Insurance broker Richard Settipane can remember “like it was yesterday” when, as a youngster, he sneaked inside the Boston Garden and sat in the front row to watch the legendary Boston Bomber, boxer Tony DeMarco, win his welterweight championship bout. And he also remembers when sitting in the convertible at the championship parade that travelled throughout the streets of Boston, while sitting next to his soon to become lifelong friend. Throughout his boxing career, DeMarco fought eight champions, never fearing anyone in the ring. So it was fitting that Settipane, along with his family and hundreds of fans, would be standing alongside the champ this past Saturday for a ceremony unveiling a 6-foot bronze statue sculpted in the champ’s honor where it will stand at the “gateway” to the North End, at the corner of Hanover and Cross streets.
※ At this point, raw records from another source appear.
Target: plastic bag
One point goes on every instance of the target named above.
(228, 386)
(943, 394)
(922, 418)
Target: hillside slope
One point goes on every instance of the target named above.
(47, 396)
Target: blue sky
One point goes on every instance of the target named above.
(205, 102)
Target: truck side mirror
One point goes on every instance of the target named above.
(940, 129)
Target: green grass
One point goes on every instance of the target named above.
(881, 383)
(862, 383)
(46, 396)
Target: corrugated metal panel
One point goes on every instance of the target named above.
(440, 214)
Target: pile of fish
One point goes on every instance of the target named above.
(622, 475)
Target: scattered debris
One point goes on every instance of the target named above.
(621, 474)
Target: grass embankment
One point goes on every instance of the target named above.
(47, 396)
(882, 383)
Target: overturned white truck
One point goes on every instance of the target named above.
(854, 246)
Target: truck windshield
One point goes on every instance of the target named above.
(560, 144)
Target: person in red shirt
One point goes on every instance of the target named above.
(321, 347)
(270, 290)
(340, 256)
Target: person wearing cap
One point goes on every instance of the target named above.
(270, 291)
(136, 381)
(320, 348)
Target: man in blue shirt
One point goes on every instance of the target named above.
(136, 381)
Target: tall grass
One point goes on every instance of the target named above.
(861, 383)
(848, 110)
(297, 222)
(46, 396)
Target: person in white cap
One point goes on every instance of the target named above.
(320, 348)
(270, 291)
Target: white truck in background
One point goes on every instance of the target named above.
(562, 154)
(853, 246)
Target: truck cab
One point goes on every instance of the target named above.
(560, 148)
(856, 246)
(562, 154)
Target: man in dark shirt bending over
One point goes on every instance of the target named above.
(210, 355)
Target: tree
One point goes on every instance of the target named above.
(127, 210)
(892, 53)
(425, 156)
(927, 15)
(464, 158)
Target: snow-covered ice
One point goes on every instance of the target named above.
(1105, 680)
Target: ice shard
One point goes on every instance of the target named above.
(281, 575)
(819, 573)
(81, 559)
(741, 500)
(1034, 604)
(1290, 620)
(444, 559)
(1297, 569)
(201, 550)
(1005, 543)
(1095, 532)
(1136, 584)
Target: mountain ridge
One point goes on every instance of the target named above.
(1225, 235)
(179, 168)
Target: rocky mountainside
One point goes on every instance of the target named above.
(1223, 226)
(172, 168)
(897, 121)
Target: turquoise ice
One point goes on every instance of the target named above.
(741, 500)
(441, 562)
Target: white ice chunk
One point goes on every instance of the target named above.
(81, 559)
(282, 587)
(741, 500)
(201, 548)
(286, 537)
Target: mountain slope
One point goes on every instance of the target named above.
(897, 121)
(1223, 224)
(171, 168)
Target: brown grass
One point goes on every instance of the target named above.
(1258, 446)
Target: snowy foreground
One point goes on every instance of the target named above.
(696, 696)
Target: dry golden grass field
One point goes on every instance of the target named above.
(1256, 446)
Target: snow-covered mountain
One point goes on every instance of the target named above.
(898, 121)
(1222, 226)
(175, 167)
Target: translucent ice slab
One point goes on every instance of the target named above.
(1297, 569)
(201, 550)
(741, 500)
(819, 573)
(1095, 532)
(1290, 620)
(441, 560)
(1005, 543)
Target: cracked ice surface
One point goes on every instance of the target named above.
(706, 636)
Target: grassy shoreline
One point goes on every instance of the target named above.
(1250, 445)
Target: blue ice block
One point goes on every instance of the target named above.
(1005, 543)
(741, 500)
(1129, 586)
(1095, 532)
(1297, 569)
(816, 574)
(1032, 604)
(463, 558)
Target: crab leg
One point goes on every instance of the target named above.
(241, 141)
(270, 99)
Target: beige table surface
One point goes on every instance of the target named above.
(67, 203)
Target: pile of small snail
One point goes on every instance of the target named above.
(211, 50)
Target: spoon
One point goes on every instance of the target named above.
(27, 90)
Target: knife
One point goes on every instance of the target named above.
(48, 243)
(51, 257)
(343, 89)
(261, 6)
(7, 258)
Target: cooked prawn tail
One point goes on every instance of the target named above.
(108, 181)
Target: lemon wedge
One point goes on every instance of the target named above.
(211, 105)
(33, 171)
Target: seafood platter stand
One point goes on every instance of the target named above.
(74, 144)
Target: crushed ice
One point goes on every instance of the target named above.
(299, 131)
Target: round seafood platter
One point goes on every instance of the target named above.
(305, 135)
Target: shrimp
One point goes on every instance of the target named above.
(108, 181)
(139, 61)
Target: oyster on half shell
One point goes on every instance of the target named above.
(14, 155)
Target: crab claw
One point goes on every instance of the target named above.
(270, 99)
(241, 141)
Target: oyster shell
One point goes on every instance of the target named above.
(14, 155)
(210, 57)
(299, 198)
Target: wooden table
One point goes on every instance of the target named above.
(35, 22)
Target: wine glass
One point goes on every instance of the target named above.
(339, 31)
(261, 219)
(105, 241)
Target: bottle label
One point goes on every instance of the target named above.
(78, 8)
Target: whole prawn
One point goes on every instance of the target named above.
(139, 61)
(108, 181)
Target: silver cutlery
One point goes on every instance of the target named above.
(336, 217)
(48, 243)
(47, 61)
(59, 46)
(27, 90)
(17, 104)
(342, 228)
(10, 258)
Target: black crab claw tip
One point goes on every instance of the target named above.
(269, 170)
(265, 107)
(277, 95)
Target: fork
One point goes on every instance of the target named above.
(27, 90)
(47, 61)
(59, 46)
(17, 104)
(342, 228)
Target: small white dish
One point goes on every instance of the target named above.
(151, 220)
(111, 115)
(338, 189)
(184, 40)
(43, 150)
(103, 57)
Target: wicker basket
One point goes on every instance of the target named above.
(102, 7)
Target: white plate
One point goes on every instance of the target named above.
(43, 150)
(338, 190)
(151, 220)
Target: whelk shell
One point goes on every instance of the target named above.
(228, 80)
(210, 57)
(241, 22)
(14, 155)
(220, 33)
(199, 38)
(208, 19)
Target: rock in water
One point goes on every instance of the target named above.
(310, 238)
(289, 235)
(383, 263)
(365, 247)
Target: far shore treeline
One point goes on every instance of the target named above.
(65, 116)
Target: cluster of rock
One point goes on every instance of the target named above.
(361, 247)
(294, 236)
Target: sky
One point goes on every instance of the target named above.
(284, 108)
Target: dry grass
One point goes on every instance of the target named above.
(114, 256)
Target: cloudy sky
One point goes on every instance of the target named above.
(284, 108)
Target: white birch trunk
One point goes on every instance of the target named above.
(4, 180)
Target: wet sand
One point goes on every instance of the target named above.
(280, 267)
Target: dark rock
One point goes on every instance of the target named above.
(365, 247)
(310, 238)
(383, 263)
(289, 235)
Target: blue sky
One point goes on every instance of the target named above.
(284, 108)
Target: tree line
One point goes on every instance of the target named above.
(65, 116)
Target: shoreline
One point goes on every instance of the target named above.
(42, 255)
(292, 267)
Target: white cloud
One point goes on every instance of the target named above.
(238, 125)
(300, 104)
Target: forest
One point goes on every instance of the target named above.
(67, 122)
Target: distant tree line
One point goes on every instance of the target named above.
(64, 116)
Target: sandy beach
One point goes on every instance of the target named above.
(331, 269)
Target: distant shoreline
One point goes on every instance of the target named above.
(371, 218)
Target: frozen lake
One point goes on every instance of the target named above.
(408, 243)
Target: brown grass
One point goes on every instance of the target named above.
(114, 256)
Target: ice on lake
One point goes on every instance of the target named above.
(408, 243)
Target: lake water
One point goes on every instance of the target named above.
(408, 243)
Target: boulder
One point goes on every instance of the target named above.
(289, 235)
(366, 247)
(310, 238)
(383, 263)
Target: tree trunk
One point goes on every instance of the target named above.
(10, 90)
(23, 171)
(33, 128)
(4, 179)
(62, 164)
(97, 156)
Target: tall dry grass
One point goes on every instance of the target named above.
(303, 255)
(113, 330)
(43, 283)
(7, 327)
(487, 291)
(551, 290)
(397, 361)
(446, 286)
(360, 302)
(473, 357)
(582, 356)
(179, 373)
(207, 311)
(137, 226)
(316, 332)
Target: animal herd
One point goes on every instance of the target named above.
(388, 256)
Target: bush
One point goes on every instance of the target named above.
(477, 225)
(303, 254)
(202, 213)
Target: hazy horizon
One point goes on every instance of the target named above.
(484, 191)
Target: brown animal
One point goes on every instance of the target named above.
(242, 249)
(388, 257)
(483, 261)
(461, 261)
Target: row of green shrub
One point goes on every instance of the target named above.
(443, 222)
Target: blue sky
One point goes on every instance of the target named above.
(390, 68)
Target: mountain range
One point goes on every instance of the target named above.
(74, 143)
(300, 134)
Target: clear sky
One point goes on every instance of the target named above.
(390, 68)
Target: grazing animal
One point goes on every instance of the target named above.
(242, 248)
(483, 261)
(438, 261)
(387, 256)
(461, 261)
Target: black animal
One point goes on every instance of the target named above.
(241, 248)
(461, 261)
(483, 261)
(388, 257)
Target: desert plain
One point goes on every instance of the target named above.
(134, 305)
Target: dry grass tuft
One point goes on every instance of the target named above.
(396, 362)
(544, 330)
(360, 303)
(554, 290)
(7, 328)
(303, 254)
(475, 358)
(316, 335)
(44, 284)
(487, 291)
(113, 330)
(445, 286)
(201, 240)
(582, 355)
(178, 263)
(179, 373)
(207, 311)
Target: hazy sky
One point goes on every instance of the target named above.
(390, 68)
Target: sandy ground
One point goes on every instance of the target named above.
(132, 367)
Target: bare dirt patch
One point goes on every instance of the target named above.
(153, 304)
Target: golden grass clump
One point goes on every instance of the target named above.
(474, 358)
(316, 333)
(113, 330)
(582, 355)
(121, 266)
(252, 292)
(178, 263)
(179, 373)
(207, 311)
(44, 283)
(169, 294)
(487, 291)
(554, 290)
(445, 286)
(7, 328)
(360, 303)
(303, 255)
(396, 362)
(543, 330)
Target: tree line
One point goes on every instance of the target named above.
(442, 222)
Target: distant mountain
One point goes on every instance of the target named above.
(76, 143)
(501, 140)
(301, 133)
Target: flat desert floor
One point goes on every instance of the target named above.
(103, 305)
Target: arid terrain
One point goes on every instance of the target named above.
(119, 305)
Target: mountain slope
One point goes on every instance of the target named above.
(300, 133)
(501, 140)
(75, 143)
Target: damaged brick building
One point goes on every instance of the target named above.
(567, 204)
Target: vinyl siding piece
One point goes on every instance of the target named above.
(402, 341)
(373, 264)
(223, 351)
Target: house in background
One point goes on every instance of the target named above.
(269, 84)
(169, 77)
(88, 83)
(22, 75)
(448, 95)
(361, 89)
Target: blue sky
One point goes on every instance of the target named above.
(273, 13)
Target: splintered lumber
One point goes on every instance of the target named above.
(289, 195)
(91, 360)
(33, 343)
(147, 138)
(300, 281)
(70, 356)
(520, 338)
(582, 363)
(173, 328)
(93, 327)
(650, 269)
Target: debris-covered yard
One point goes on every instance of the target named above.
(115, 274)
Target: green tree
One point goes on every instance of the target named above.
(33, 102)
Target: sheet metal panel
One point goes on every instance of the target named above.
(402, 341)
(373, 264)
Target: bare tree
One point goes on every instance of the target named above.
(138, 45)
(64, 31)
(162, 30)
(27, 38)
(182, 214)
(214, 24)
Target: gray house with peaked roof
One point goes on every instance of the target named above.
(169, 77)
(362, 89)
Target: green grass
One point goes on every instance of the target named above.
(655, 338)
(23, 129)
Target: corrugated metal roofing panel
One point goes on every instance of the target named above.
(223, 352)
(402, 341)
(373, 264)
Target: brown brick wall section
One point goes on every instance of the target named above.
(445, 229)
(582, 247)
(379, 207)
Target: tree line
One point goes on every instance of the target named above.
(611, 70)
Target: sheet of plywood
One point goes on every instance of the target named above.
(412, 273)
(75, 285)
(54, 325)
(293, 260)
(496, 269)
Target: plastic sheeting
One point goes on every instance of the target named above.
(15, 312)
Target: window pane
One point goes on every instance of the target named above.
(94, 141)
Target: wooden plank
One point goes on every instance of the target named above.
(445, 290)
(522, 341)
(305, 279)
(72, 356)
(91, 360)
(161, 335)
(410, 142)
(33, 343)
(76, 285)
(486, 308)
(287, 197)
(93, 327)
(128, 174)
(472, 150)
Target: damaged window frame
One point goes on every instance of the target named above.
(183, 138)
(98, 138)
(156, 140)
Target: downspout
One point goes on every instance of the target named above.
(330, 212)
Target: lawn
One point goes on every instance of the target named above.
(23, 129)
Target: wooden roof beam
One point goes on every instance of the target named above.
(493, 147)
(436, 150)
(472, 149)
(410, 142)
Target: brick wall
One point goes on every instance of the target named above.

The statue was created by designer Harry Webber – famous for his “flying” Bobby Orr statue outside the Boston Garden and the Doug Flutie statue at the Boston College campus.
Settipane, who grew up in the North End akin to his hero, said that the statue was a well-deserved honor for the former undisputed welterweight world champion.
DeMarco, whose real name is Leonardo Liotta, used a friend’s birth certificate at age 15 to get his first boxing license. He was an under-aged fighter when he knocked out Meteor Jones in the first round, setting up the April 1, 1955 welterweight championship bout beating Johnny Saxton in the 14th round. He then followed that up with a battle known as the greatest welterweight title fight of all time when the Bomber battled Carmen Basilio as half of the “Fight of the Year” card.
DeMarco was inducted into the Italian-American Sports Hall of Fame in 1981.
“Now there’ll be two statues in the North End – one of Paul Revere, and the other of Tony DeMarco,” said Settipane, who enjoyed the ceremony with his family, friends, and fans honoring, “The Flame and Fury of Fleet Street”.